Luci rosse soffuse, un piccolo candelabro posto sulla soglia del palco, loschi e misteriosi figuri a prendere possesso dei loro strumenti, ed infine una sacerdotessa dai capelli scarlatti che compie il suo inebriante rituale. Così si sono presentati i Messa in quel del Lo-Fi di Milano qualche anno fa, in uno dei loro primissimi live, quando ancora il disco d’esordio ‘Belfry’ era ancora piuttosto lontano dalla sua pubblicazione. Da quel momento, e soprattutto dall’uscita di ‘Belfry’, i quattro ragazzi veneti ne hanno percorsa di strada, e hanno riscosso notevoli consensi grazie ad un doom particolare e mai banale. Su questa scia e lunghezza d’onda, sempre con il supporto dell’etichetta Aural Music, quest’anno danno vita al secondo album, un album che è un elogio alle proprietà ed alle caratteristiche più misteriose, occulte, e ritualistiche di uno degli elementi fondamentali della Natura: l’Acqua. ‘Feast for Water’ è, come detto e riproponendo fedelmente la traduzione, un elogio all’acqua, un suo ricordo solenne. E la si ricorda tuffandosi a capofitto come il personaggio raffigurato in copertina, che ci incita ad immergerci dentro le sonorità della band veneta, che pesca a piene mani da riferimenti quali Jex Thoth, The Devil’s Blood e Bathory, e che in questo frangente instilla componenti che vanno aldilà del doom e del metal tradizionale, andando a solcare territori ed orizzonti vicini ad un certo jazz e ad un certo soul densi di un gusto molto fragrante. Questo cambio di direzione lo si percepisce in maniera possente soprattutto nella seconda parte dell'album, dove si nota una tra le tante gemme di ‘Feast for Water’. Si parla in questo caso dell’accoppiata “She Knows” / “Tulsi”, che si apre con un pianoforte in perfetto stile jazz club fumoso americano degli anni ’30, dove si erge in maniera conturbante, seducente ed allo stesso tempo impetuosa la voce e la sinuosità di Sara, che con apparente tranquillità ci contorce l’anima. Non c’è solo il soul penetrante, ma questo brano include anche un metal ben dosato, che può ben figurare anche in ambienti più confacenti ad un gusto musicale più raffinato; non credo di dire una bestemmia se un brano di questo tipo, in locali come il Blue Note, facesse la sua onestissima figura.

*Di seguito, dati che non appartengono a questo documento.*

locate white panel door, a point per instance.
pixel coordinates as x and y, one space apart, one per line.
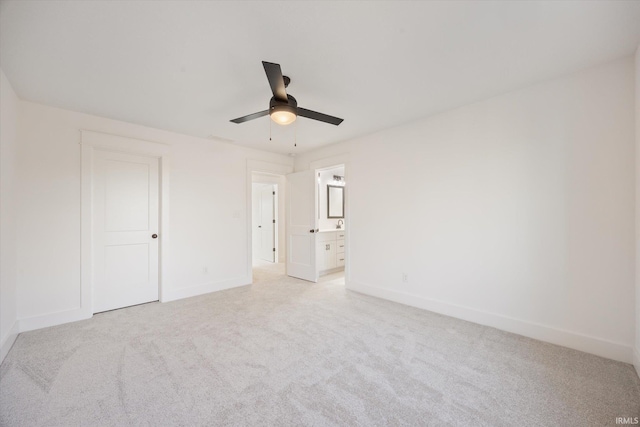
301 225
125 221
267 225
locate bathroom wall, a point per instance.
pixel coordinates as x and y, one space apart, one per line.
326 177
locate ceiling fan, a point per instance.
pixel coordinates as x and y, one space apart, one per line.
283 108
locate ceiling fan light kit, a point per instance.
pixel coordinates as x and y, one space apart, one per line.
283 108
283 113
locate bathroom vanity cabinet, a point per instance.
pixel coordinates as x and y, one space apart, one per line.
330 251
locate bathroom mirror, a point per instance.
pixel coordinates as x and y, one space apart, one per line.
335 201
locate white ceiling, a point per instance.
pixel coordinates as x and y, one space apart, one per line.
190 67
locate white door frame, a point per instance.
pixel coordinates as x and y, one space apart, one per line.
265 167
91 141
328 162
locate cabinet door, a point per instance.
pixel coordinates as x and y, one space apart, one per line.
330 254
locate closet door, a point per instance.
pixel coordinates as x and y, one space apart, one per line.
125 220
302 225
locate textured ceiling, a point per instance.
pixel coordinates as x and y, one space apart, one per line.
190 67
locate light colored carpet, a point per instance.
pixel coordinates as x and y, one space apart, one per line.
287 352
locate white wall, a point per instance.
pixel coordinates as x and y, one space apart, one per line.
208 214
8 147
515 212
281 192
637 347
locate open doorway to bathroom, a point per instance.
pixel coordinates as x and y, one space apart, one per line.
331 239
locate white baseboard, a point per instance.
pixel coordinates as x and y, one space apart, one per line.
54 319
205 288
574 340
7 341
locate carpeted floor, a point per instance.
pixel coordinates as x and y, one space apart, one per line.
287 352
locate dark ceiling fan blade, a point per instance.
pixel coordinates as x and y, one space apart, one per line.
250 117
276 81
303 112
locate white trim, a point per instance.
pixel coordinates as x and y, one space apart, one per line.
90 141
264 167
54 319
574 340
327 162
205 288
7 342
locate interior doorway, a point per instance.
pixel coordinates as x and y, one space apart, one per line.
267 216
264 222
331 216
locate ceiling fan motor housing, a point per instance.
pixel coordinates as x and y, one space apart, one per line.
291 103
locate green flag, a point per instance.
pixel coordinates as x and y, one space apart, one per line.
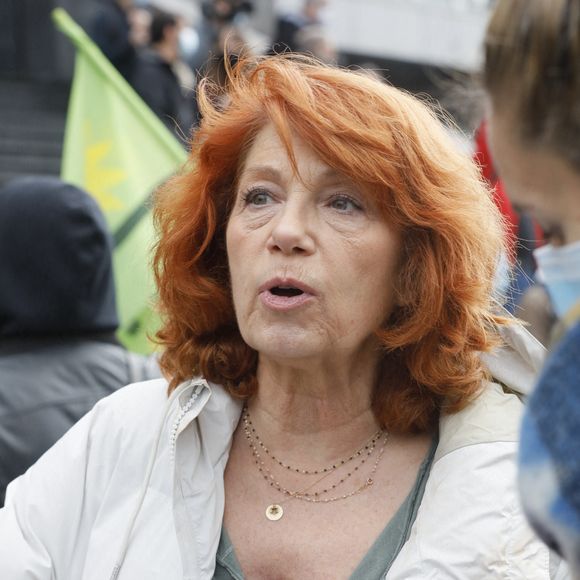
119 151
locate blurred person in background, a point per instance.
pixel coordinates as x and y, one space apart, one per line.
162 79
58 351
110 28
532 75
289 26
218 25
341 395
523 235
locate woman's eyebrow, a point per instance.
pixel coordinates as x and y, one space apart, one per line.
261 172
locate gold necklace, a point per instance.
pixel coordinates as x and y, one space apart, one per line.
250 428
275 511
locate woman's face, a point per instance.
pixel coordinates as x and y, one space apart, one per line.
312 262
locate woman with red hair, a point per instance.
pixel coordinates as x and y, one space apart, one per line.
342 395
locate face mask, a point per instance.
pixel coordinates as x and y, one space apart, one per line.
559 270
188 42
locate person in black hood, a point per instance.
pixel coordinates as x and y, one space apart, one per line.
58 350
110 28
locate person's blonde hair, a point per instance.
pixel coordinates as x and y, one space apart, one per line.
532 71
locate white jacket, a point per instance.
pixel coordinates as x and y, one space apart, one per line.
135 490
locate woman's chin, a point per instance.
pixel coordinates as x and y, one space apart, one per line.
288 345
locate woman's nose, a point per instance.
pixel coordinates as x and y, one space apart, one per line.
291 231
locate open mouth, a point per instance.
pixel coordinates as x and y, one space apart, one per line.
287 291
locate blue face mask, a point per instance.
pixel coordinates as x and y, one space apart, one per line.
559 270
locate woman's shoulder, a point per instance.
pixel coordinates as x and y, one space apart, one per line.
470 521
494 416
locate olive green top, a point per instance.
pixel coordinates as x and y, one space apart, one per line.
382 553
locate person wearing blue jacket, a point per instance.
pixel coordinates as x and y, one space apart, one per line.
533 80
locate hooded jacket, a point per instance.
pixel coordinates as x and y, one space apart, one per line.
58 352
136 489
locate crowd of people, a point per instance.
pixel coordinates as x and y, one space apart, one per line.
341 388
163 56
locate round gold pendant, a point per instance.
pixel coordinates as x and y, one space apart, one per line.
274 512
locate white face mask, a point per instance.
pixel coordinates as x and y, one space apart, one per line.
559 270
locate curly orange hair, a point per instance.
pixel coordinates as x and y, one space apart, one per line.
397 149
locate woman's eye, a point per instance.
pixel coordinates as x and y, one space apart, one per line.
344 203
257 197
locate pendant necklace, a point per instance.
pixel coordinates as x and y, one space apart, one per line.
275 511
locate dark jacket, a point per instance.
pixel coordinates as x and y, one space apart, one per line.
110 28
58 352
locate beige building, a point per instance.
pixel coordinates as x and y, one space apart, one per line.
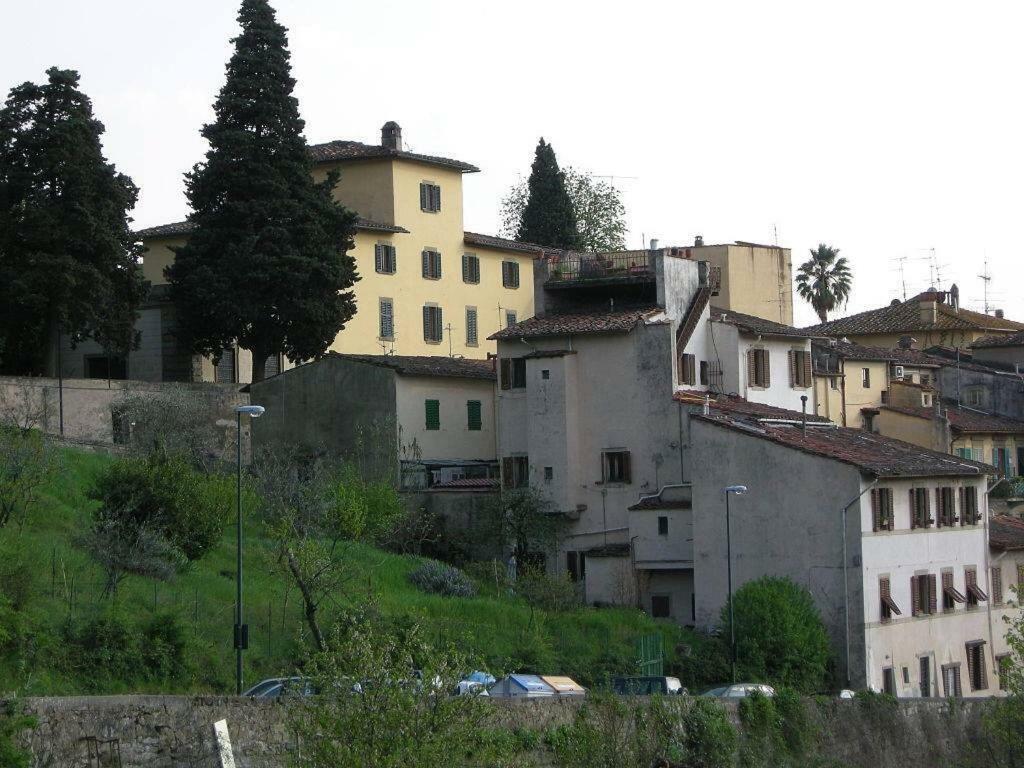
930 318
426 286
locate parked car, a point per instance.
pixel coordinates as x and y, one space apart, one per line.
648 686
740 690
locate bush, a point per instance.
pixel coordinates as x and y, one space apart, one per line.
780 637
440 579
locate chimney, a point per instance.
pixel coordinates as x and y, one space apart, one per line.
391 135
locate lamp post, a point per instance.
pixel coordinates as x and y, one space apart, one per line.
738 491
241 630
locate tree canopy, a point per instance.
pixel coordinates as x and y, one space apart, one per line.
69 262
267 263
548 216
824 280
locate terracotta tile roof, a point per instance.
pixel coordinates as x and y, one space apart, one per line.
904 316
341 150
598 322
1006 532
502 244
459 368
966 421
1016 340
731 403
882 457
178 228
852 351
754 325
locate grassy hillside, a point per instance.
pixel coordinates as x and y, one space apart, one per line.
64 637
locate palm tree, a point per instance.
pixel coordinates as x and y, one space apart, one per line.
824 280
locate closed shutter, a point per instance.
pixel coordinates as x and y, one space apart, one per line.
474 421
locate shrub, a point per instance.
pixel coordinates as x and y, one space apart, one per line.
440 579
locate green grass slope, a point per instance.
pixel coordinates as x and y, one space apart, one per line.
59 636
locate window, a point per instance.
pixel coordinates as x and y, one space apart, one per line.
889 681
432 329
615 466
882 509
515 471
431 264
470 268
430 197
976 672
950 595
758 368
888 605
800 369
387 320
660 606
950 681
385 258
513 373
945 507
921 515
925 676
923 595
105 367
969 506
471 333
995 582
974 593
474 420
224 371
510 274
687 372
433 410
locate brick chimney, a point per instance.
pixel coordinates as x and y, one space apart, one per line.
391 135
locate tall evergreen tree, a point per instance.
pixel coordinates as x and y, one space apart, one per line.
548 218
69 263
266 265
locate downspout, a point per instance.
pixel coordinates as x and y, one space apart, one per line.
846 577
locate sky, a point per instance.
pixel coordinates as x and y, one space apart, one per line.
891 131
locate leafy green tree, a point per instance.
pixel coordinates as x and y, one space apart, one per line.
780 637
548 216
68 258
824 281
598 207
266 265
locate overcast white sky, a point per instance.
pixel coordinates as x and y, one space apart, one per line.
885 129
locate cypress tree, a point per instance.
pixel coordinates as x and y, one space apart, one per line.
69 263
266 265
548 218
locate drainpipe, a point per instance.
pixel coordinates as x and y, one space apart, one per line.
846 577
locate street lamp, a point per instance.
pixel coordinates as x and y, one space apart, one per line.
738 491
241 630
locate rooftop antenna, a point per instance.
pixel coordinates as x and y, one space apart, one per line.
986 278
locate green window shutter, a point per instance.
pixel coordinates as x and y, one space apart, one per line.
433 409
473 414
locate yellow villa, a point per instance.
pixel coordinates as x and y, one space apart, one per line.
426 286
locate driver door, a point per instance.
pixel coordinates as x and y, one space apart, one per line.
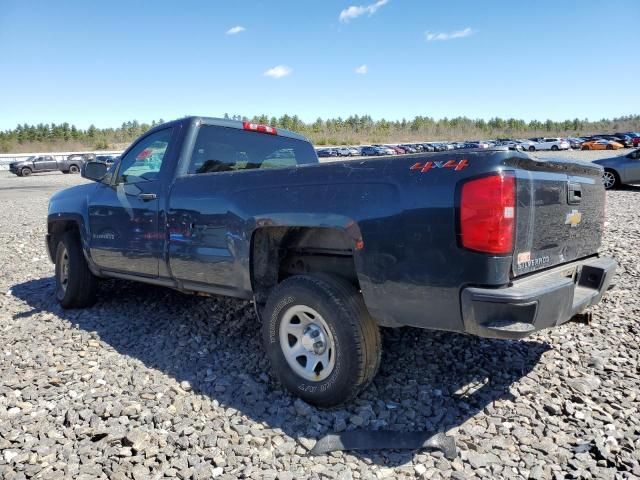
125 233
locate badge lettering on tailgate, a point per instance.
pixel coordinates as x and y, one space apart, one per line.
426 166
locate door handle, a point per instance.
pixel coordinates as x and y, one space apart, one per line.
574 193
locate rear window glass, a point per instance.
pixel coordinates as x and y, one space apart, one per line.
223 149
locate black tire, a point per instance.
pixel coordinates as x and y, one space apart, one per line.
81 285
355 335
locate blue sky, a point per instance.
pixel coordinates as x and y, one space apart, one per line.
107 62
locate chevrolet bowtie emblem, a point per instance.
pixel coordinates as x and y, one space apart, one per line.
573 218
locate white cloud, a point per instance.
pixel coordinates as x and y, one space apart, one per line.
354 11
235 30
430 36
278 71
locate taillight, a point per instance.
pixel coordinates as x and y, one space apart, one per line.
257 127
487 213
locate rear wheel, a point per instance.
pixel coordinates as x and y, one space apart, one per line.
322 343
76 286
610 179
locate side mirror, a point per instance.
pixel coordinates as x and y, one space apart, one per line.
94 170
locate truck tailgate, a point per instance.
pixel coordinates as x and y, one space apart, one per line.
559 213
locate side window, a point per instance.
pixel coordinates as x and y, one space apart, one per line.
285 157
226 149
143 162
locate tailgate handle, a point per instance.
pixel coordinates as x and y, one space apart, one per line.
574 193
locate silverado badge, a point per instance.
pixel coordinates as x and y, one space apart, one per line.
573 218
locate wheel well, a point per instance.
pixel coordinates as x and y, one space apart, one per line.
56 230
280 252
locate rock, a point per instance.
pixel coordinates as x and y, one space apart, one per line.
136 439
302 408
481 460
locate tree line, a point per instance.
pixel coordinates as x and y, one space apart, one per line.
355 129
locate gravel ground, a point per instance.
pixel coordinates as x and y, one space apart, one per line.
151 383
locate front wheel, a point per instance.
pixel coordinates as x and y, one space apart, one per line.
76 286
320 339
610 179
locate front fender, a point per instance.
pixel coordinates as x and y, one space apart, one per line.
68 209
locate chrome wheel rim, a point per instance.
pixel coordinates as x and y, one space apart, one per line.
608 179
307 343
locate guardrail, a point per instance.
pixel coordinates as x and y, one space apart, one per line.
7 158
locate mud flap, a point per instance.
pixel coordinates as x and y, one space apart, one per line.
378 440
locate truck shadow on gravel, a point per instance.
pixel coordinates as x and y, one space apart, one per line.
428 381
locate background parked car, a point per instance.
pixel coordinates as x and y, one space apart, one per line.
549 143
372 151
108 159
46 163
575 142
621 169
601 144
327 152
624 140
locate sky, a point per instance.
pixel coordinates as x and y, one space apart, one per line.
104 63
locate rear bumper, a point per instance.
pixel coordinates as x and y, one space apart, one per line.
538 301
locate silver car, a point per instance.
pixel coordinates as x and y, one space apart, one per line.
620 170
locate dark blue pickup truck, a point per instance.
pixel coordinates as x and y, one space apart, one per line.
490 242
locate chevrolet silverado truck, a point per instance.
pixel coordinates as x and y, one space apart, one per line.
493 243
46 163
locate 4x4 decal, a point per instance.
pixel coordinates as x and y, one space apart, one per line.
425 167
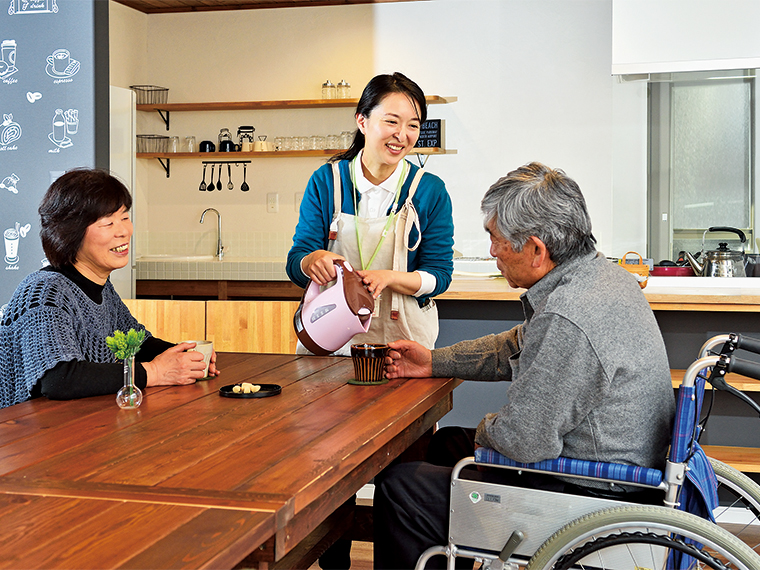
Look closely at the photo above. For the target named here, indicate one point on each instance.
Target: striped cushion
(565, 465)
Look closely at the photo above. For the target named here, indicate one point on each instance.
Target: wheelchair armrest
(578, 467)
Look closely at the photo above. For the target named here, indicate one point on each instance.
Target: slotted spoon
(244, 186)
(202, 187)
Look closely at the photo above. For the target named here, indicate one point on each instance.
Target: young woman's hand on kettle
(399, 281)
(319, 266)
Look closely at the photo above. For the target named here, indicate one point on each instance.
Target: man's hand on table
(408, 359)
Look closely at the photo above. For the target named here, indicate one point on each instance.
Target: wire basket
(150, 94)
(152, 143)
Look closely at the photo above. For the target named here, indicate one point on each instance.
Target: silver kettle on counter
(721, 262)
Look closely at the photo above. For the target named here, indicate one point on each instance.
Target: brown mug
(369, 362)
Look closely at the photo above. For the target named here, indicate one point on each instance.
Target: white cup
(205, 347)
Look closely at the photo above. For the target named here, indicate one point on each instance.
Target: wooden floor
(361, 556)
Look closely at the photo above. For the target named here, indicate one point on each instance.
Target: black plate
(266, 391)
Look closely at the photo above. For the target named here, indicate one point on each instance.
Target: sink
(170, 257)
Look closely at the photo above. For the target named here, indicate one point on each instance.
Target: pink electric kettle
(326, 320)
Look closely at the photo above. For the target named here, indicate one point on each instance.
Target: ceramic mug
(206, 348)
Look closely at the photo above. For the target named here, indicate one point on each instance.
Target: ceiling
(165, 6)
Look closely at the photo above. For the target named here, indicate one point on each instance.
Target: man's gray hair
(535, 200)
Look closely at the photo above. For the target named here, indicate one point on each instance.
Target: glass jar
(344, 90)
(328, 90)
(224, 135)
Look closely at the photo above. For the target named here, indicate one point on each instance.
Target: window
(701, 157)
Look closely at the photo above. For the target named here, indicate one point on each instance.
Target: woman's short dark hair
(73, 202)
(376, 90)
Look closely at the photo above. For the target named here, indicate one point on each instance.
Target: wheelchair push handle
(749, 344)
(729, 343)
(744, 367)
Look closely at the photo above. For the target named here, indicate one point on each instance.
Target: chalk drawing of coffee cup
(9, 183)
(61, 64)
(10, 132)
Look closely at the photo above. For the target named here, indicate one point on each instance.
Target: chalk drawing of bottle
(11, 238)
(9, 183)
(58, 136)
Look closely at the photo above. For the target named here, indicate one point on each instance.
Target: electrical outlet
(273, 202)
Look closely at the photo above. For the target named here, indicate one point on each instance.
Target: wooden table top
(195, 479)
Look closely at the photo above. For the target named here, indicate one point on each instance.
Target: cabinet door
(173, 321)
(252, 326)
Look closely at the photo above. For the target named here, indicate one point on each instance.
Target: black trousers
(411, 502)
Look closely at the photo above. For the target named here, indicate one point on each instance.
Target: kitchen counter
(663, 293)
(249, 277)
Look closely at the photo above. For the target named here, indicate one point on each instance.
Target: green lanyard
(391, 217)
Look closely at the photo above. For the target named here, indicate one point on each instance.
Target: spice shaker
(328, 90)
(344, 90)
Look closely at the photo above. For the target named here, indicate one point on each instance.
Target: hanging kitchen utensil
(244, 186)
(202, 187)
(721, 262)
(639, 270)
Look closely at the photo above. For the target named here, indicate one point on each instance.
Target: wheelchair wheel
(641, 537)
(740, 512)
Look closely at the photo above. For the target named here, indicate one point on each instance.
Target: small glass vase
(129, 396)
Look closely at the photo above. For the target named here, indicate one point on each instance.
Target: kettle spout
(695, 265)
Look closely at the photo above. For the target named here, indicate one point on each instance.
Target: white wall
(532, 77)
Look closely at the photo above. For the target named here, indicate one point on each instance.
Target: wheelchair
(506, 527)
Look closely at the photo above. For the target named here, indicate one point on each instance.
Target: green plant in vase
(124, 347)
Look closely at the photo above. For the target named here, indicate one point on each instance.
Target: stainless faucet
(219, 247)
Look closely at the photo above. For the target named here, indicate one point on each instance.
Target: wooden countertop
(673, 294)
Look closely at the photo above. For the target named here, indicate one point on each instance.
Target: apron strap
(337, 197)
(410, 218)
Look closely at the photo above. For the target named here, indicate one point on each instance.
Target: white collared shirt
(374, 203)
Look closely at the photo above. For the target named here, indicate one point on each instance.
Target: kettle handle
(312, 289)
(742, 237)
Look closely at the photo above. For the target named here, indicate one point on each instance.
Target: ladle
(202, 187)
(244, 186)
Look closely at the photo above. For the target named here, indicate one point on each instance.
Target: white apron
(396, 316)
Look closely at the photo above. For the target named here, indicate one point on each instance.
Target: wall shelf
(164, 109)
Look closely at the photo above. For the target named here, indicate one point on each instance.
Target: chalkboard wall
(53, 114)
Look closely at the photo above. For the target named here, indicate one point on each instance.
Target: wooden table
(195, 480)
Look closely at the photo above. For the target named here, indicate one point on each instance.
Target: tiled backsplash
(236, 244)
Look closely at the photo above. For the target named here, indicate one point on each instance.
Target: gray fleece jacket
(589, 371)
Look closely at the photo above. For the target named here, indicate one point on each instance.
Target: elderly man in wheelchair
(586, 428)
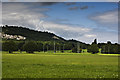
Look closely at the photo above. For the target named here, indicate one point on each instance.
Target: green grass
(59, 65)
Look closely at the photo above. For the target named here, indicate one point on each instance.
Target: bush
(9, 46)
(75, 50)
(30, 47)
(93, 48)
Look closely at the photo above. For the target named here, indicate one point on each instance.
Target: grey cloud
(84, 7)
(73, 8)
(108, 19)
(70, 3)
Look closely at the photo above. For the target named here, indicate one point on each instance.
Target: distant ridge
(30, 34)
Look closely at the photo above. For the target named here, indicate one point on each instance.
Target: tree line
(75, 47)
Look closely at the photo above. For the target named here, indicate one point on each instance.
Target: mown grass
(59, 65)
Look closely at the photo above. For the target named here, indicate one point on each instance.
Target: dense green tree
(75, 50)
(93, 48)
(9, 46)
(30, 46)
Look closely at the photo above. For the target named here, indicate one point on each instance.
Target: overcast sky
(83, 21)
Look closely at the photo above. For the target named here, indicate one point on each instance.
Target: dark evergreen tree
(9, 46)
(30, 47)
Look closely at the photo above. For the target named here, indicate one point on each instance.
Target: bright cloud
(107, 19)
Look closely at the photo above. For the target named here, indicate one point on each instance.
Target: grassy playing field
(59, 65)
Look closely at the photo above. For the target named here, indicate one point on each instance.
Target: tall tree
(9, 46)
(30, 47)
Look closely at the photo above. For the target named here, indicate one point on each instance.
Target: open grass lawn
(59, 65)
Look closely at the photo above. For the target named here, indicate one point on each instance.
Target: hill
(30, 34)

Invece di concludersi tenuamente, il finale di “She Knows” ci riserva una grande allaccio alla successiva “Tulsi”, con la chitarra dalle basse frequenze e la ritmica di batteria che aiutano a sostituire la precedente scenografia, svelando l’anima autentica dei Messa, con intorno scenari oscuri che le sono propri, e dove il doom prende sopravvento costante. Un altro brano dove si percepisce questo binomio doom metal-atmosfere jazz è “White Stains”, che cresce con il passare degli ascolti e che fa capire la dinamicità di suoni che compie una band come i Messa. Facendo rewind con il lettore, si scoprono molte altre suggestioni, a partire dall’opener “Naunet”, vero esempio di drone music viscerale e spiazzante. Andando avanti si incontra l’altra grande gemma dell’album, “Leah”, che ha anticipato l’intero disco con un video molto interessante e sgorgante occultismo allo stato puro, dove l’elemento dell’acqua e la sua importanza risultano vitali, come vitale per la bontà della band è la presenza di Sara, vero emblema della band assieme al cervello ed alla voglia di sperimentare del bassista e co-leader della band, Marco. La chitarra di Alberto e la voce superba di Sara si presentano taglienti come lame affilatissime, ed i colpi di cassa di Rocco che si abbracciano ai vocalizzi di Sara ci perforano il petto, per un brano che molto probabilmente diventerà un classico della band, vera espressione del doom moderno. Ecco come i Messa concepiscono il doom, donando al genere una raffinatezza che raramente in passato si è potuta riscontrare. Con solo due album, si presentano già come tra i più importanti gruppi del genere. Per loro, la strada è completamente spianata.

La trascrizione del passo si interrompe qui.